However, there are more Presocratic philosophers than we can mention here, or even begin to inscribe, and as such we will be talking about only some of the most popular and relevant Presocratics in this series of articles.

Presocratic: Thales

The first European natural philosopher that we know of is Thales, whose ideas have survived until the present.

Stanford Encyclopedia of Philosophy states that it was in Aristotle’s texts that we find mention of Thales of Miletus as being the first to engage in the field of inquiry.

Thales was the first individual to have proven a mathematical theorem - the Thales' theorem. Writers like Herodotus (ancient Greek historian who lived between c.484 – 425/413 BCE; said to have invented the field of study known today as `history’ and was called ‘The Father of History’ by the Roman writer and orator Cicero for his famous work The Histories) and Diogenes Laertius (a biographer of the Greek philosophers who lived between 180 and 240 AD) are responsible for the accounts written on Thales that have put a lot of firsts under his belt, like the prediction of a solar eclipse (28 May 585 BCE), the accounts of Thales helping Ionian Greeks against the Persians and Croesus the Lydian King against the Ionians, the calculation of the sun's course from solstice to solstice and the size of the sun in relation to the solar circle (the sun's magnetic field changes polarity approximately every 11 years, which is known as the solar or sunspot cycle), the inscription of the right-angled triangle in a circle, etc.

Since the Greeks have attributed a lot of firsts of things to him, it makes it a task to differentiate the fake claims from the authentic ones and while these claims have little to no proof, there is still a long tradition that extols him for his wisdom.

The calculation of the solar eclipse could have been traced back to the empirical observations and recordings made by the Egyptians and the Babylonians, who have watched the stars from the remotest past. (paraphrased, Aristotle, On The Heavens, 292a)

One of the major theories of Thales was about the natural element of water.

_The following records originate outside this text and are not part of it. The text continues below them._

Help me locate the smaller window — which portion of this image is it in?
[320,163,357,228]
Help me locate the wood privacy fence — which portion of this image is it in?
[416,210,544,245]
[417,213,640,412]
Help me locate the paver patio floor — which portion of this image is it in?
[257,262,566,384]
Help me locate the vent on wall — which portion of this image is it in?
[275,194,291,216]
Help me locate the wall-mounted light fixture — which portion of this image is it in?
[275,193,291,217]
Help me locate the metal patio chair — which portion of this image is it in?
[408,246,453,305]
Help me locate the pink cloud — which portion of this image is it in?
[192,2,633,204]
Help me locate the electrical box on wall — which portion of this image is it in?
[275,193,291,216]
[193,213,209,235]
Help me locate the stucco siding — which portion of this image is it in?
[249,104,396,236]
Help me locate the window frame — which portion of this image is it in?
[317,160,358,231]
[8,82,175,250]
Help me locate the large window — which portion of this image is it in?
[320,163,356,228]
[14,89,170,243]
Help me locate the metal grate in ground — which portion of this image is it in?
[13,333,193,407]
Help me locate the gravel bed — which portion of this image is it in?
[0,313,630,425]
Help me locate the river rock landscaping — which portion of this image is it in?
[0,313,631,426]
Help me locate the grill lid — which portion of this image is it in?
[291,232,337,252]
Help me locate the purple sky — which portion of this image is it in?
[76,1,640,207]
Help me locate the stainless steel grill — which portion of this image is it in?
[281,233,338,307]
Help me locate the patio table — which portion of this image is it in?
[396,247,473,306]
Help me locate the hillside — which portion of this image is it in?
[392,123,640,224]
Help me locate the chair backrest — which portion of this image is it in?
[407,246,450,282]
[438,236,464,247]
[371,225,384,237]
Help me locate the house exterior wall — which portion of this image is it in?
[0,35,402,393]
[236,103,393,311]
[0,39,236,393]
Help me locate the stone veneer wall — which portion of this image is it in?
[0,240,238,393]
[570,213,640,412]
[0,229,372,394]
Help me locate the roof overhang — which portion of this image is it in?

And since a big part of Greek mythology governed the occurrence of the four natural elements and tied them to divine entities, gods and goddesses, the theme of divinity is also a primary one in Thales’ ideas.

The four elements, namely fire, water, earth, and air, all are of crucial significance in the presence of the physical world and the survival of human existence. While all of them are important, can we choose the one that is the most important out of these four? Water, as Aristotle suggests, is co-ordinate with life itself (A12)*. This makes it unsurprising that Thales chose this element over the others.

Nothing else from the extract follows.